My question is whether or not this would be easy to implement?
回答1:
If you just need readability / speed of development and you don't care about performance then you can easily use std::copy_if
and std::transform
to obtain what you need:
std::vector<Song> songs;
std::vector<Song> filtered;
std::vector<std::string> transformed;
std::copy_if(songs.begin(), songs.end(), filtered.begin(), [](const Song &song) { return whatever you need; });
std::transform(filtered.begin(), filtered.end(), transformed.begin(), [](const Song &song) { return song.sample; });
Or you could use std::for_each
:
std::vector<Song> songs;
std::vector<std::string> transformed;
std::for_each(songs.begin(), songs.end(), [&](const Song &song) { if (song.containsSample()) transformed.push_back(song.sample); });
Then the amount of samples that contains sound is just transformed.size()
.
回答2:
If I have understood correctly the simplest way is to use standard algorithm std::copy_if. There is no need to count elements because you can simply get it by using another standard function std::distance. For example let assume that you have an array of integers and want to count positive values and at the same time to copy them in a vector. The code could look the following way
int a[] = { 1, -3, -5, 9, 2, -4, -1, -7, 5, 8 };
std::vector<int> v;
std::copy_if( std::begin( a ), std::end( a ),
std::back_inserter( v ),
std::bind2nd( std::greater<int>(), 0 ) );
std::cout << "The number of positive elements is " << std::distance( v.begin(), v.end() ) << std::endl;
回答3:
It would be very easy to implement - additionally, there is no need to implement it. You can write a functor (aka function object) or lambda expression to do the comparison and hold the vector for you, which would allow you to continue to use std::count_if
(or one of the other standard algorithms).

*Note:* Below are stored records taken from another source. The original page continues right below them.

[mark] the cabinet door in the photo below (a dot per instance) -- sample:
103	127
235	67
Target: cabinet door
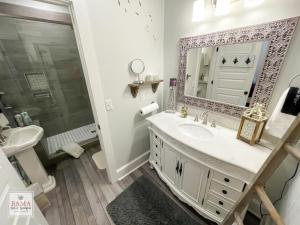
170	163
192	179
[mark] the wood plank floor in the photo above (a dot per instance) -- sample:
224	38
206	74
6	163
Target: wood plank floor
83	192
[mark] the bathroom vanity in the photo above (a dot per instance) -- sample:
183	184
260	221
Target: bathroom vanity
206	167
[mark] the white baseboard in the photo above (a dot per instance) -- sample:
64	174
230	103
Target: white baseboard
254	207
133	165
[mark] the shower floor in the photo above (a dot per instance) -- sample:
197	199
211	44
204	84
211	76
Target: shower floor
81	135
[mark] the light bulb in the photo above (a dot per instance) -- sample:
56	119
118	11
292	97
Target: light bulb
198	10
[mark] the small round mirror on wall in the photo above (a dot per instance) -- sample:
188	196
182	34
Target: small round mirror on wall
137	66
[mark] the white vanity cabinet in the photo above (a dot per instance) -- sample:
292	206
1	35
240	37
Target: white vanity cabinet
205	167
188	176
208	191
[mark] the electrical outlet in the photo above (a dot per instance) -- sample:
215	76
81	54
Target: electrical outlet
108	104
143	97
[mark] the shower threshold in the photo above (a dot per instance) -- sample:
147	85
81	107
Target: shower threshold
82	136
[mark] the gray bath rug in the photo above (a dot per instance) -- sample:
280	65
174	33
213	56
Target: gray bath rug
143	203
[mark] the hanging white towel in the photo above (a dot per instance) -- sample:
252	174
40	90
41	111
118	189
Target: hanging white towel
279	122
73	149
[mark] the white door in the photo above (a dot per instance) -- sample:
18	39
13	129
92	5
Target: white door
233	73
192	179
192	71
170	164
11	182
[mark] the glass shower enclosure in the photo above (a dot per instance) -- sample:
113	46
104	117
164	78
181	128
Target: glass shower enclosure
41	73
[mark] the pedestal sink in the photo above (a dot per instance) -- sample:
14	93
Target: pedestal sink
20	143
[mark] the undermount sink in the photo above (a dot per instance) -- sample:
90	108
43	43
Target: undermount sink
21	139
195	131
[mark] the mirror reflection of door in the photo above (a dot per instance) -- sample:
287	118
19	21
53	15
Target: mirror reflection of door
192	71
225	73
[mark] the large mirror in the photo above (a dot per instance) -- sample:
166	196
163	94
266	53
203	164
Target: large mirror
230	70
225	73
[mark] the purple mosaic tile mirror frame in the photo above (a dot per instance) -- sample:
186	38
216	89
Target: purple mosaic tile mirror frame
277	33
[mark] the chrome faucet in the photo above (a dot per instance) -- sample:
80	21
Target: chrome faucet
3	137
204	117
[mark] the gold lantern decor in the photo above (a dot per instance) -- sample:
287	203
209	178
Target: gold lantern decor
252	124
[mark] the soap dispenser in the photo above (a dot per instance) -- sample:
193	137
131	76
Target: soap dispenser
26	118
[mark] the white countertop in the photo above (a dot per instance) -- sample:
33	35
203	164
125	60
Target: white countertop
223	146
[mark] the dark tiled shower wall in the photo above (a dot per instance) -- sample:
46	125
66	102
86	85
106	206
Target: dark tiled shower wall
69	107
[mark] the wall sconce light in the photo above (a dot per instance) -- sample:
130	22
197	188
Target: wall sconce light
198	10
252	3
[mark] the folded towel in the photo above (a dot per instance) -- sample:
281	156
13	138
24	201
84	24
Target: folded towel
291	105
279	122
73	149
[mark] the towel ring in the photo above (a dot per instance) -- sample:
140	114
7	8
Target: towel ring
293	78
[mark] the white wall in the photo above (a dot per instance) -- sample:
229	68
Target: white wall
178	23
38	5
118	38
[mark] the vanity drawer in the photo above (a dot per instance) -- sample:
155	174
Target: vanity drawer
228	181
224	191
219	201
156	146
156	138
217	211
157	163
155	155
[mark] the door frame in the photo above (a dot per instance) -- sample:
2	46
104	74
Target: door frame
88	56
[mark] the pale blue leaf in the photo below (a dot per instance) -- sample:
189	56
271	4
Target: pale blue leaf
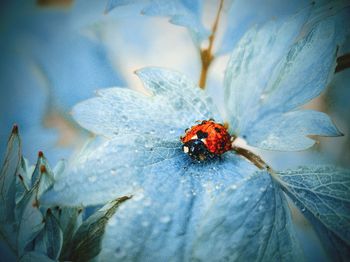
86	243
49	240
35	256
159	222
260	93
104	172
324	192
8	176
176	103
289	131
324	10
248	70
241	15
248	222
181	12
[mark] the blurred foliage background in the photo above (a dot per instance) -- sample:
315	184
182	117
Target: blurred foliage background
55	53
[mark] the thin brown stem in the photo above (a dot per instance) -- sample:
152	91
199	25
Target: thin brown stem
255	159
206	53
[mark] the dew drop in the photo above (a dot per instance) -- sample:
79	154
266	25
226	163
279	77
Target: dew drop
92	179
165	219
147	202
112	222
138	197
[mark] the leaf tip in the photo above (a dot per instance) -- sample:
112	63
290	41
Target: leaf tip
42	169
15	129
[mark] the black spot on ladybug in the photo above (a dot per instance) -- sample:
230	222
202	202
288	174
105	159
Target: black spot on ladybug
197	150
200	134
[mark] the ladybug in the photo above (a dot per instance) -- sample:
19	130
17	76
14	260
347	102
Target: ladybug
206	140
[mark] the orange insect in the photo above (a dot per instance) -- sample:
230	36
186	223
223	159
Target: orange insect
207	139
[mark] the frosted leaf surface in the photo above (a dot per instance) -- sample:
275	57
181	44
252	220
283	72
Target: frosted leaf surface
127	164
325	193
289	131
248	222
185	13
262	86
159	222
176	103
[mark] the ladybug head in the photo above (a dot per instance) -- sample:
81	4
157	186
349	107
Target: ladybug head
196	149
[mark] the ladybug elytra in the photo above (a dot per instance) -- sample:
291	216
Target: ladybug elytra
206	140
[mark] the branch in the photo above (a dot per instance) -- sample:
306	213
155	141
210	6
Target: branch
206	54
343	62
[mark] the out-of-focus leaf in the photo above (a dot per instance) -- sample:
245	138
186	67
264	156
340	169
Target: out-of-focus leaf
35	256
255	98
41	167
249	222
30	220
185	13
175	104
69	220
324	9
23	179
241	15
42	45
49	241
324	194
8	175
59	168
87	240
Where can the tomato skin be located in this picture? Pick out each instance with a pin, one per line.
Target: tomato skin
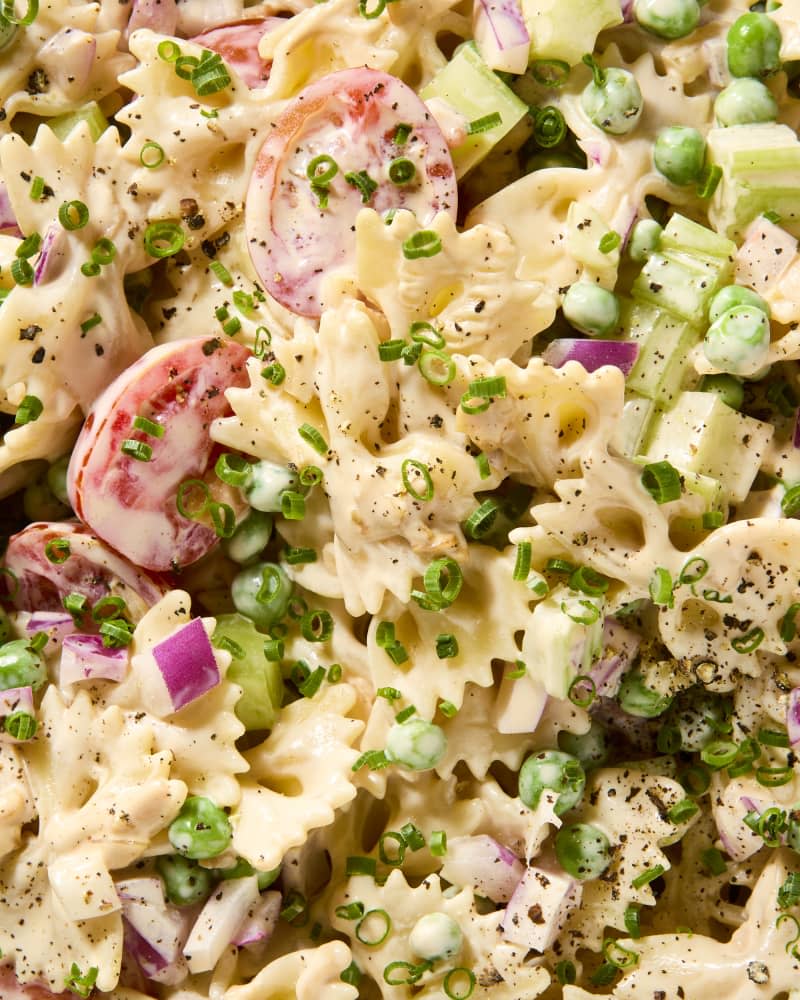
(295, 238)
(91, 569)
(238, 46)
(131, 503)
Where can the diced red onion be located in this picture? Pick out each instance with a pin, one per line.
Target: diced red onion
(539, 908)
(68, 58)
(793, 717)
(56, 624)
(501, 35)
(154, 930)
(8, 218)
(84, 657)
(480, 861)
(261, 922)
(593, 354)
(157, 15)
(51, 255)
(187, 664)
(620, 645)
(218, 923)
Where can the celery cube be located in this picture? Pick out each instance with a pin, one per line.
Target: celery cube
(565, 29)
(701, 434)
(468, 85)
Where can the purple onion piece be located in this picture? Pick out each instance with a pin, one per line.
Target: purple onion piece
(84, 657)
(593, 354)
(187, 664)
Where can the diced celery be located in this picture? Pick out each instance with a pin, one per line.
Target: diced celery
(631, 431)
(557, 647)
(566, 29)
(468, 85)
(90, 113)
(760, 166)
(701, 434)
(259, 678)
(663, 367)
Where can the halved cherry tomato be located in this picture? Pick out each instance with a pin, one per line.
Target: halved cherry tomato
(46, 570)
(127, 493)
(238, 46)
(352, 124)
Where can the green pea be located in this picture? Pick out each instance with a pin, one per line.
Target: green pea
(591, 309)
(745, 102)
(416, 744)
(591, 748)
(754, 46)
(552, 769)
(735, 295)
(613, 100)
(679, 154)
(20, 666)
(250, 537)
(185, 882)
(667, 18)
(729, 389)
(262, 593)
(200, 830)
(267, 481)
(636, 698)
(583, 850)
(737, 342)
(644, 240)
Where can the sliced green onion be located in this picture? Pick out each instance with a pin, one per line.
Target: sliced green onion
(163, 239)
(424, 243)
(484, 124)
(421, 487)
(446, 646)
(73, 215)
(662, 482)
(30, 409)
(139, 450)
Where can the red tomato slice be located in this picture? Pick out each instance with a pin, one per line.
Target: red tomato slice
(91, 569)
(238, 46)
(351, 116)
(131, 503)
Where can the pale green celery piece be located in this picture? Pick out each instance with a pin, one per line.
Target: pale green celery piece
(630, 434)
(760, 166)
(468, 85)
(90, 113)
(703, 435)
(566, 29)
(563, 648)
(663, 367)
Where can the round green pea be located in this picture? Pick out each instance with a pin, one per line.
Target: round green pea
(636, 698)
(737, 342)
(667, 18)
(20, 666)
(591, 309)
(583, 850)
(200, 830)
(416, 744)
(262, 593)
(679, 154)
(729, 389)
(745, 102)
(754, 46)
(735, 295)
(554, 770)
(644, 240)
(615, 104)
(185, 882)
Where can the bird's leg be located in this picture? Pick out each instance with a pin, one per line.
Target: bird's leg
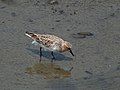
(71, 51)
(40, 53)
(53, 57)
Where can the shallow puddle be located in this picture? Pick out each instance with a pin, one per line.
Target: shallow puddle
(48, 71)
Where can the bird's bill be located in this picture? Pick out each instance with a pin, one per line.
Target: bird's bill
(71, 51)
(27, 34)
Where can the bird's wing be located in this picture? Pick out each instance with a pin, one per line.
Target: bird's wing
(49, 40)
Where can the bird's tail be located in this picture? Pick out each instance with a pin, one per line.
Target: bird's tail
(32, 35)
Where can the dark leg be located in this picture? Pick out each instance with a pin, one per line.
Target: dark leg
(53, 57)
(40, 53)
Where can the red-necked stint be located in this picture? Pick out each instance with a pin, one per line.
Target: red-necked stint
(50, 42)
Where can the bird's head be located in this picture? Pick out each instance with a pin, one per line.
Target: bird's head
(67, 47)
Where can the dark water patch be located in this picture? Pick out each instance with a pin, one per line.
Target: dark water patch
(47, 54)
(48, 71)
(82, 34)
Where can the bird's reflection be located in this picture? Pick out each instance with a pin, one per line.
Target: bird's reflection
(47, 54)
(48, 71)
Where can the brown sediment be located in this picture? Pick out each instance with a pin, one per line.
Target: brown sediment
(48, 71)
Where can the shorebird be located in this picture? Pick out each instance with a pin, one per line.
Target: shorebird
(50, 42)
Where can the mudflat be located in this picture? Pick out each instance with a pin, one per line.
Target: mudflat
(91, 26)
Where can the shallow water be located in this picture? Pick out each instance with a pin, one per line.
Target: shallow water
(96, 64)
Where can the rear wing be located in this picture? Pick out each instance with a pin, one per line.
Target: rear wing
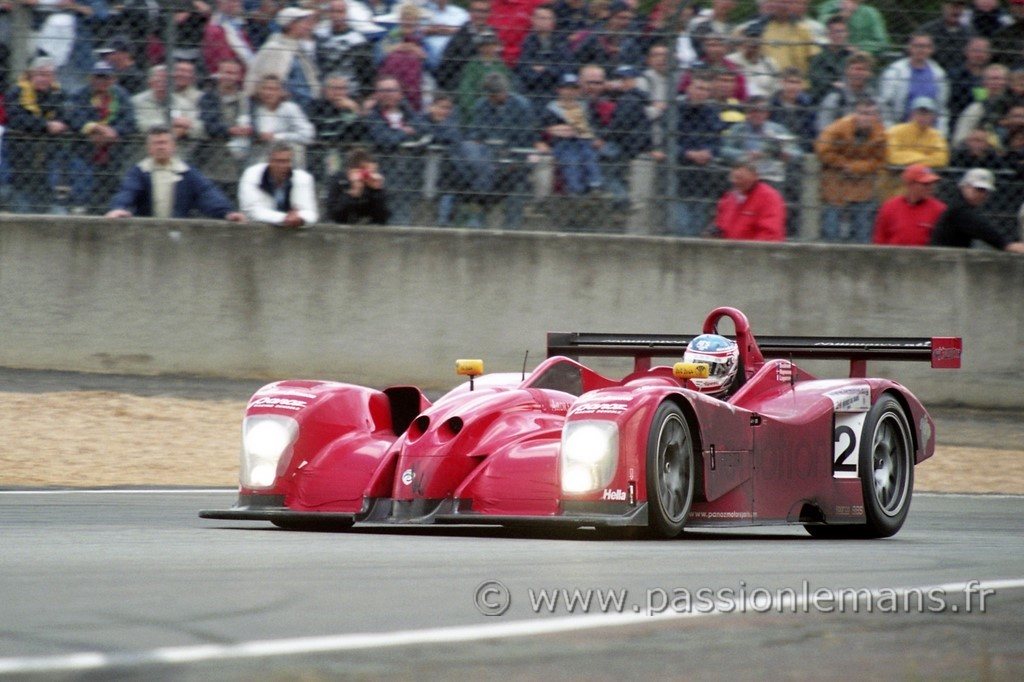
(941, 351)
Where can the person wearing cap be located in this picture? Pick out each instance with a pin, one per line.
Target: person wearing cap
(285, 55)
(162, 185)
(966, 78)
(445, 19)
(544, 58)
(752, 209)
(765, 143)
(716, 49)
(611, 45)
(761, 74)
(225, 38)
(159, 107)
(500, 130)
(35, 137)
(276, 193)
(987, 16)
(570, 135)
(486, 61)
(827, 67)
(841, 98)
(788, 39)
(343, 50)
(906, 81)
(397, 132)
(994, 81)
(698, 136)
(1008, 41)
(852, 152)
(118, 53)
(918, 141)
(715, 19)
(963, 221)
(102, 119)
(949, 34)
(909, 218)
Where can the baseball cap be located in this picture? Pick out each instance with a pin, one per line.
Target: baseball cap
(924, 102)
(982, 178)
(289, 14)
(920, 173)
(486, 37)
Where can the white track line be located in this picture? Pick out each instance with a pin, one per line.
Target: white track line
(306, 645)
(125, 491)
(225, 491)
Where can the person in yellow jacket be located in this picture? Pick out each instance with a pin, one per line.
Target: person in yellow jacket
(916, 141)
(852, 152)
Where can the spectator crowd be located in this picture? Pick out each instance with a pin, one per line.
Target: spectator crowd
(712, 121)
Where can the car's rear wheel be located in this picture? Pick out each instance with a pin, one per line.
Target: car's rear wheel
(886, 466)
(671, 472)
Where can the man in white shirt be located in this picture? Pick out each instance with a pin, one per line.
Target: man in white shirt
(278, 194)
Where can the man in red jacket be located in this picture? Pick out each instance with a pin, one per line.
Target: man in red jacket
(751, 210)
(907, 219)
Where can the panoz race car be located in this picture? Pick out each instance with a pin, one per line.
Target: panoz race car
(565, 445)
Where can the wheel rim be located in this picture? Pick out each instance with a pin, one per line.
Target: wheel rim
(675, 457)
(891, 463)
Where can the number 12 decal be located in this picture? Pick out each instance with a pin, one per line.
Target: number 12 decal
(846, 441)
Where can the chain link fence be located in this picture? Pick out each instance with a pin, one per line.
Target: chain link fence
(574, 115)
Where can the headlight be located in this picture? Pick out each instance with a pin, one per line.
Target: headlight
(265, 441)
(589, 454)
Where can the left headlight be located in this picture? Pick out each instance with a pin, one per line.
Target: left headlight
(265, 441)
(589, 455)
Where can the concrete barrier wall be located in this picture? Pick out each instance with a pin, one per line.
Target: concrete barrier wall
(381, 305)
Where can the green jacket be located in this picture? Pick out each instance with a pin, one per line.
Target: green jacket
(867, 27)
(471, 83)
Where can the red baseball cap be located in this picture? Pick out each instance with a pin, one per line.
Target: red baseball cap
(920, 173)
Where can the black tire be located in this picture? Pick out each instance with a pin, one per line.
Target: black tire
(886, 466)
(671, 471)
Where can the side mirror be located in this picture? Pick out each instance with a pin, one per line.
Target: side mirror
(689, 371)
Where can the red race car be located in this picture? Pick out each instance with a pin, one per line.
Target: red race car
(656, 450)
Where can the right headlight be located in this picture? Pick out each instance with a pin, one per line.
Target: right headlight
(266, 449)
(589, 455)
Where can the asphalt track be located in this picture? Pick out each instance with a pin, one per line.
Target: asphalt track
(132, 585)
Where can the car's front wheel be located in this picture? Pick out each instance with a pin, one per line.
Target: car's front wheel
(671, 471)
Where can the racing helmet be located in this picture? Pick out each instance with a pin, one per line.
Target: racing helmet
(722, 357)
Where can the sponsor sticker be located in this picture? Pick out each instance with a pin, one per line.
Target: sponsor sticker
(278, 402)
(851, 398)
(601, 408)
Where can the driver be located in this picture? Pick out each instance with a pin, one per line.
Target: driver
(722, 357)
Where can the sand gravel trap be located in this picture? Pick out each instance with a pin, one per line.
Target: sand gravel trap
(90, 438)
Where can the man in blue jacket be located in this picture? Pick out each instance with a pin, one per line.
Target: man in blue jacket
(164, 186)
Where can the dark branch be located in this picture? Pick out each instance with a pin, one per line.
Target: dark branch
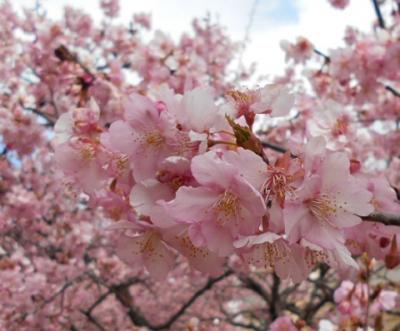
(252, 284)
(274, 307)
(210, 283)
(93, 320)
(387, 87)
(392, 90)
(47, 118)
(274, 147)
(387, 219)
(326, 57)
(378, 14)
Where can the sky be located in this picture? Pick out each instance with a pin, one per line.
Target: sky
(273, 21)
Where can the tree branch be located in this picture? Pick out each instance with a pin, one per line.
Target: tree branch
(210, 283)
(49, 120)
(387, 219)
(378, 13)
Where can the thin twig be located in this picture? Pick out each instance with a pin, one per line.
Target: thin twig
(378, 13)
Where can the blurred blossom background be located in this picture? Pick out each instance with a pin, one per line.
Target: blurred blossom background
(264, 23)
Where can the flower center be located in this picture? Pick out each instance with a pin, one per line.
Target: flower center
(154, 139)
(277, 183)
(322, 208)
(227, 206)
(87, 152)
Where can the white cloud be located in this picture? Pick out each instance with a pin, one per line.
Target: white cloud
(315, 19)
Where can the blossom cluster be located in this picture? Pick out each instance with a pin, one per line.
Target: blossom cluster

std::vector<std::string> mySongs;
std::string myDirectory = "C:/";
std::copy_if(std::begin(samples), std::end(samples), std::back_inserter(mySongs), [](const std::string& s)
{
// return true or false based on some criteria here
});
std::transform(std::begin(mySongs), std::end(mySongs), std::begin(mySongs), [](const std::string& s)
{
return myDirectory + s;
});
回答4:
here is the implementation of count_if, all you need to do is to create a vector, push back the result if it is acceptable, and return the vector after you finish looping through the range.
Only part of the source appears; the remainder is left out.